Huge Deficits and Huge Profits: Purely Coincidence? (December 8, 2005)
Is it mere coincidence that the Federal deficit has grown by a staggering $1.5 trillion 2002-2005, while in the same 4-year timespan U.S. corporations have amassed a staggering $1.5 trillion in cash profits? I am not suggesting that corporations' unprecedented wealth has come at the expense of the taxpayer, but... corporate taxes are at 40-year lows as a percentage of GDP. Here's a report from the Center for Corporate Policy which substantiates this troubling trend.
More troubling, perhaps than the decline of corporate taxes is where all those corporate profits are going. As mentioned here in the December 2 entry, "The companies in the Standard & Poor's 500-stock index are on track to pay out more than $500 billion to shareholders in the form of dividends and share repurchases, or buybacks, according to S&P. That's up more than 30% from last year's record -- and equivalent to nearly $1,700 for every person in the U.S."
Did you (via mutual funds or retirement holdings) rake in $1,700 from corporate America this year? (or $6,800 for a family of four.) I reckon not, as the top 1% of Americans own 36% of all the nation's wealth, and the top 10% own 71%. The ownership of stocks and bonds is even more skewed:
Over 86 percent of the value of all stocks and mutual funds, including pensions, was held by the top 10 percent of households. In 1998, the top 1 percent of Americans owned 47.7 percent of all stock, while the bottom 80 percent owned 4.1 percent.So unless you're one of the top wealth-holders in the country, you probably didn't receive much of Corporate America's largesse.

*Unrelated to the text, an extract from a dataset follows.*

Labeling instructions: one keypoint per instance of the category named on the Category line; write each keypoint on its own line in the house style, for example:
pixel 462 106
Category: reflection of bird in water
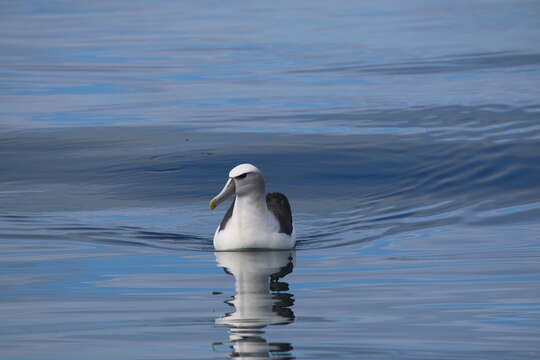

Next, think about where the $350 billion interest on Federal Debt which we taxpayers paid out this year went: to the holders of the bonds, of course. So in a sense, the enormous Federal deficit means that average taxpayers are subsidizing the wealthy owners of all the debt we're accumulating (both foreign and U.S. holders) because corporate taxes have gone down even as their profits have reached unprecedented heights.
If that doesn't make you question U.S. tax policy a wee bit, then consider the facts: In the past 12 months, real per-capita disposable incomes are down 0.1%. At the same time, corporate profits are up 16.5%. Third quarter productivity was revised up more than expected to 4.7% (consensus was 4.5%). In other words, American workers are producing more for less wages at the same time corporate profits are growing by 15% year-over-year for the past fourteen quarters.
If you are a skeptic--for isn't this "the stakeholder economy"?--then read this piece from the Wall Street Journal entitled Economy Grows, Wages Won't.
Still think you live and work in a "stakeholder economy"? Better keep an eye on who owns the stakes.